The targeted “top 5%” involves married New York couples with an adjusted gross income of more than $250,000, or each spouse averaging $127,500 each, according to analysis of income tax rolls by the Empire Center for Public Policy’s Tim Hoefer.
The current progressive tax rate is 6% for taxable income for households earning more than $161,550 to $323,200 and 6.85% for income greater than $323,200 and under $2,155,350.
A new 7.5% income rate would be imposed on income starting at $250,000 for households, Hoefer said.
The rate would jump from 6.85% to 10% for household incomes between $1 million and $2 million, according to the DSA-backed legislation sponsored by Assemblyman Demond Meeks (D-Rochester) and Sen. Robert Jackson (D-Manhattan).
The wealthiest New York households whose income exceeds $20 million would see their income tax rate skyrocket from 10.9% to 24%, according to the bill championed by the DSA.
New York City already has the highest combined state-city income tax rate in the country for the highest earners — 14.77%.
Those politicians listed as backing the proposed tax hike include Ocasio-Cortez, state Sens. Julia Salazar and Jabari Brisport of Brooklyn, state Sen. Kristen Gonzalez (D-Queens), Assembly members Emily Gallagher (D-Brooklyn), Marcela Mitaynes (D-Brooklyn), Phara Souffrant Forrest (D-Brooklyn), Zohran Mamdani (D-Queens) and Sarahana Shrestha (D-Kingston) and New York City Council members Tiffany Cabán of Queens and Alexa Aviles of Brooklyn.
“New York already has some of the highest income tax rates in the country,” protested Hoefer, the Empire Center’s president and CEO. “Raising those rates would only accelerate the trend of the state’s wealthiest— those already paying the bulk of income taxes — leaving the state.

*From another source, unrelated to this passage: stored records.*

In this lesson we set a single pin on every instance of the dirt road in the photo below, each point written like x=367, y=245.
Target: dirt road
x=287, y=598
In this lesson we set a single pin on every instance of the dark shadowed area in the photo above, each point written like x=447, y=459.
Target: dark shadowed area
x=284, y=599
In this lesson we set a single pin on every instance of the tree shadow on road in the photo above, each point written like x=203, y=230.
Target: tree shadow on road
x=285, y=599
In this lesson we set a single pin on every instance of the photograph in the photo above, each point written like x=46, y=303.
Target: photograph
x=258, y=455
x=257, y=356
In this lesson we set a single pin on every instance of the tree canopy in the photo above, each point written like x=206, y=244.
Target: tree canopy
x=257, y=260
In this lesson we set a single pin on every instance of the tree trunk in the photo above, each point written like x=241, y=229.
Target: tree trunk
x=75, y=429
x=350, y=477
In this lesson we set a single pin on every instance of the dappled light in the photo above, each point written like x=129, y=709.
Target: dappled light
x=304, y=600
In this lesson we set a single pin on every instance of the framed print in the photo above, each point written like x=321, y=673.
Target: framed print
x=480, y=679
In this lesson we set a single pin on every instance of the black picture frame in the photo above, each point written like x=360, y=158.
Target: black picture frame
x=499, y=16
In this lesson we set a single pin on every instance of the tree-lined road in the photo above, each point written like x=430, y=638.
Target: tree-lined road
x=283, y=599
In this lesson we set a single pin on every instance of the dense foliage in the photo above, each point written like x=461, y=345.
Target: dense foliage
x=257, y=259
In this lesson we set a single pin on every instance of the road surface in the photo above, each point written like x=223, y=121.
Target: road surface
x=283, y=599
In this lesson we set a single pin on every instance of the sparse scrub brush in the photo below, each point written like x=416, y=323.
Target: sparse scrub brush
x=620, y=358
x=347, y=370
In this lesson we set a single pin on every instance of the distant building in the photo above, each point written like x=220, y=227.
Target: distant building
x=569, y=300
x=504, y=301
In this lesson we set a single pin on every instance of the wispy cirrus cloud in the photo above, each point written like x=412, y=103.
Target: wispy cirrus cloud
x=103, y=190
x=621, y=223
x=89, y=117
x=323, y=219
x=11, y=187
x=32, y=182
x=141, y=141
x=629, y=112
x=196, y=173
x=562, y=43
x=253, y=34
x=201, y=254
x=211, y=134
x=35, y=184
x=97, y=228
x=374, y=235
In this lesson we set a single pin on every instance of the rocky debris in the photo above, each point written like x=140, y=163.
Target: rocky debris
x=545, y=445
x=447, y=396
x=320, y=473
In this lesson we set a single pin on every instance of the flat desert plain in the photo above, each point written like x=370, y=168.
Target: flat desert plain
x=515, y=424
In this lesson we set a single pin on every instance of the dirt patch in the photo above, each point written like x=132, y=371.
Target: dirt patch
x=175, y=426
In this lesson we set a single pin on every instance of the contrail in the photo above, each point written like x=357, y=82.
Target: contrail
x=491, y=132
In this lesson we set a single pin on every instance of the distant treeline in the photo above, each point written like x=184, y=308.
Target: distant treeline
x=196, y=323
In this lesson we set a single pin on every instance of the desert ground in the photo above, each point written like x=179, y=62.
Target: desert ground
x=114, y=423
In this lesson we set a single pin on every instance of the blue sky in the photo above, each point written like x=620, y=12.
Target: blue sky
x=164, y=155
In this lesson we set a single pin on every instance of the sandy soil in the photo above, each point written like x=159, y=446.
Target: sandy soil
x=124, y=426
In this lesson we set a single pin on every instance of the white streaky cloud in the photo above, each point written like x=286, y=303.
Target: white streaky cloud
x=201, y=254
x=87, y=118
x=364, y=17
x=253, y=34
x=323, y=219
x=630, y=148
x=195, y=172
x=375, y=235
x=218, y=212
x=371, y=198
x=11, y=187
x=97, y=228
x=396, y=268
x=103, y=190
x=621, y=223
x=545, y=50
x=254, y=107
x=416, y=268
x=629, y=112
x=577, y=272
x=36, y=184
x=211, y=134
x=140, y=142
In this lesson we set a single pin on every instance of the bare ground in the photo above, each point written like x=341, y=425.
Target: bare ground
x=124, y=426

“If [officials] aren’t going to work on reducing the tax burden, at the very least, the state should be focused on getting better outcomes with the ample tax dollars they already collect,” he said.
Hoefer first raised the alarm about the AOC-DSA proposed income tax hike in a Wall Street Journal column.
“I wanted to flag this proposal. Either it’s moving in the background or it’s being laughed at and no one is paying attention. It should be discussed openly,” he said.
In his op-ed piece, he said that AOC and socialists are calling for hikes that “spread the tax net far beyond Wall Street” and are “scooping up folks on Main Street—especially in the suburbs.”
Upstate Senate Republican Minority Leader Robert Ortt added to The Post on Tuesday, “We should be cutting taxes, not raising them.
“New York is already far too expensive, and this lack of affordability is forcing thousands of hardworking New Yorkers to flee to other states.”
More than 168,000 New York and Big Apple government employees earned more than $127,000 last year, and nearly half of the state’s school districts paid most of their teachers and administrators at least that much, as did 70 police or fire departments, Hoefer said.
“The move from targeting the top 1% to the top 5% is a recognition that the socialist program, to borrow from Margaret Thatcher, risks running out of other people’s money,” he said.
In testimony before the state Legislature’s budget committees Feb. 9, the New York City chapter of DSA touted the proposed hike to combat inequality and bolster government services for the needy.
“Currently, the New York state tax system is regressive, meaning that the wealthiest pay a smaller proportion of their incomes than the majority of New Yorkers,” DSA said.
DSA claimed the proposed tax increase would kick in at joint filers at $500,000, not the lower $250,000 figure cited by the Empire Center — which based its analysis on the state’s “top 5%” earner households, as specifically noted by the progressives.
Hochul and the legislature rejected the propsed tax hikes from the hard left when the state budget was approved earlier this year, but both the city and state face tougher budget problems going forward with federal emergency pandemic funds drying up and higher spending obligations linked to addressing the migrant crisis.
Former Gov. Andrew Cuomo and the legislature last raised taxes on the rich in 2021 during the coffer-draining COVID-19 pandemic.